Maka, tujuan yang mulia ini hendaknya disampaikan dengan metode yang relevan
sesuai dengan karakteristiknya. An-Nahlawi mencoba menawarkan tujuh metodologi
pendidikan Islam yaitu Pendidikan denga
hiwar qurani dan nabawi, Pendidikan dengan kisah qurani dan nabawi, Pendidikan
dengan perumpamaan, Pendidikan dengan keteladanan, Pendidikan dengan latihan
dan pengamalan, Pendidikan dengan ibrah dan mau’izhah, Pendidikan dengan
targhib dan thahrib. Wallahu’alam.
Daftar Pustaka
Azra, Azyumardi, Pendidikan Islam, Tradisi dan Modernisasi
Menuju Milenium Baru. Jakarta: Logos, 2000.
Bukhari Umar. Ilmu Pendidikan Islam. Jakarta: Amzah
Zakiaah Daradjat, Dkk; Metodologi Pengajaran Agama Islam.Bumi
Aksara, Jakarta. 2001
Hery Noer Aly, Ilmu Pendidikan Islam, Jakarta: Logos, 1999.
[2]
lihat juga buku
the Consept of education of Islam: an Framework for an Islamic Philosophy,
karya al-Attas.
[3]
Dr.
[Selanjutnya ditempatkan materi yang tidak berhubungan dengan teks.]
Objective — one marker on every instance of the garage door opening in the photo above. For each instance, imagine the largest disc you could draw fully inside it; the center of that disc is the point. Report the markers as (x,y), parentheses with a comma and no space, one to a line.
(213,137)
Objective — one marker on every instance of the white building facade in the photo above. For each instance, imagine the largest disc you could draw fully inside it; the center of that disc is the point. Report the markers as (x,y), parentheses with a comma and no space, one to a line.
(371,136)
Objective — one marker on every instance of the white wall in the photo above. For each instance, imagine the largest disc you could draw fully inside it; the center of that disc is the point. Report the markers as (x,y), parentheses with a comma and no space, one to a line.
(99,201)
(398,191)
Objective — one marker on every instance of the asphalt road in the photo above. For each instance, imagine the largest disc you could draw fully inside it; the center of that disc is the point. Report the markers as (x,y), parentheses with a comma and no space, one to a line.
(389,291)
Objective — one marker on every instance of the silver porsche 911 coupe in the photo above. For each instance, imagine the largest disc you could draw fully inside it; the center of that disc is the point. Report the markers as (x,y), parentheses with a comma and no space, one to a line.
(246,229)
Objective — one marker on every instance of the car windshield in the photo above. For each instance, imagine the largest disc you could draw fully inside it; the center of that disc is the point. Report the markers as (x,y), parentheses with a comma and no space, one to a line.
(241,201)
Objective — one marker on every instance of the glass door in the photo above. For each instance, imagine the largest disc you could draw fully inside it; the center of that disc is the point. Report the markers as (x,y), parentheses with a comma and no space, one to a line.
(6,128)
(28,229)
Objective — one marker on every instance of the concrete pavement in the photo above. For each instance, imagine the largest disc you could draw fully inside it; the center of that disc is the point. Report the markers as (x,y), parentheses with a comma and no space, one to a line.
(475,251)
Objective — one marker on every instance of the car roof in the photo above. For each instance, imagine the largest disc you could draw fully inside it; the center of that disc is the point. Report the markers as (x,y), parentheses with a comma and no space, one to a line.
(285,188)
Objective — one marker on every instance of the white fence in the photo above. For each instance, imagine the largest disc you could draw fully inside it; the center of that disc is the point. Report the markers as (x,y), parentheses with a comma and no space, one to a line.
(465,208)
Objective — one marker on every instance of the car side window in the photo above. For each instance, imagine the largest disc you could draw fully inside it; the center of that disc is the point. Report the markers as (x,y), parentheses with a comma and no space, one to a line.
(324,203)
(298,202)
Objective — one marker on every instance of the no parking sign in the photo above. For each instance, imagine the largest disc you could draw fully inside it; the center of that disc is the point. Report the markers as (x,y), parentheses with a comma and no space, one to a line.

Rahmat Rosyadi (Dosen Pascasarjana UIKA Bogor). Konsep
dan Sistem Pendidikan Islam. dikutip dari (http://insists.id/konsep-dan-sistem-pendidikan-islam/).
Akses 20 Desember 2015
[4]
Bukhari Umar. Ilmu Pendidikan Islam. Jakarta: Amzah. Hal. 180
[5]
Zakiaah Daradjat, Dkk; Metodologi Pengajaran Agama Islam.Bumi Aksara,
Jakarta. 2001.
[6]
Bukhari Umar. Ilmu Pendidikan Islam. Jakarta: Amzah. Hal. 189-192
[7]
Bandingkan dengan metode pendidikan yang berpengaruh dari Abdullah Nashih Ulwan (Tarbiyatul Aulad fil Islam)
yang menetapkan lima point penting; 1. Pendidikan dengan keteladanan (qudwah
hasanah), 2. Pendidikan dengan pembiasaan (bil ‘adah), 3. Pendidikan dengan
nasihat yang baik (mau’izhah hasana), 4. Pendidikan dengan kontrol/pengawasan
(mulahazhah), 5. Pendidikan dengan hukuman (bil ‘iqabah).